Layers Bakery was my pride and joy. I had opened it three years ago, and even though I had scrimped and barely gotten by that first year, our doors were open, and the bakery was thriving now.

Well, as long as the cases kept selling out every day and the cake orders kept coming in, we were thriving.

“You and I are the only ones back here, Reese. Chill out. Tracy and Rue are taking care of the register, and they can’t hear us back here.”

I freaking hoped so. “They’re only seventeen, Kerry. Their parents would kill me if they knew you were talking about getting it on with some guy.” I switched to my pink piping bag and added a few tiny rosebuds.

“Pfft,” Kerry puffed out. “Your face would be beet red, and your ears would burn if you heard the things those two talk about while cleaning the cases.”

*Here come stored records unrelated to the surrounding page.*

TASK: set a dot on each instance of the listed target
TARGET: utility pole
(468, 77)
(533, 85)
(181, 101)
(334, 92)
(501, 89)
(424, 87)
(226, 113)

I shook my head. “I don’t want to know, Kerry. As long as they are working, I don’t care what they are talking about.” And what they talked about probably wasn’t that bad. I had been seventeen before and was not talking about doggy style or anything. “And I’m sure you are overreacting about what they talk about. Tracy and Rue are lovely girls.”

Kerry tapped her foot and pursed her lips. “You’re so sweet and delusional, Reese. You think the whole world is just swirls of sugary buttercream and peaks of fluffy meringue.”

I tipped my head to the side and smiled. “I don’t see anything wrong with that.”

She laughed lightly and pointed to the right corner of the cake. “You need a rose there.”

I wrinkled my nose. “You think so? I liked the open space there.”

“You’re the master cake decorator, but I think there needs to be a rose or something there.” Kerry shrugged.

“Let me finish what I had in mind, and then you can tell me if you think there still needs to be a rose there.” I still had the border and another bunch of flowers to add to the cake before I wrote happy birthday.

“You’re the boss.” She held her hands in the air. “But I will tell you if it sucks when you’re done.”

I held up one finger. “Once in two years, you had to tell me that, Kerry, and I still argue that you were wrong.” I finally gave in that the cross I had piped looked slightly like a penis with flowers around it. Slightly.

“I saved you from serving that lady an Easter penis cake, Reese, and you damn well know it.”

I flitted my hand at her. “Go make sure Tracy and Rue are working while I finish this cake.”

Kerry pushed off the table and wiped her hands on her apron. “Fine, but you and I are going out tonight.”

I rolled my eyes and leaned over the cake. “Fine, Kerry. We’ll go out tonight, but I don’t want to be out past midnight. Jason is opening tomorrow, but I need to be here by nine to start on the cake orders for the weekend.”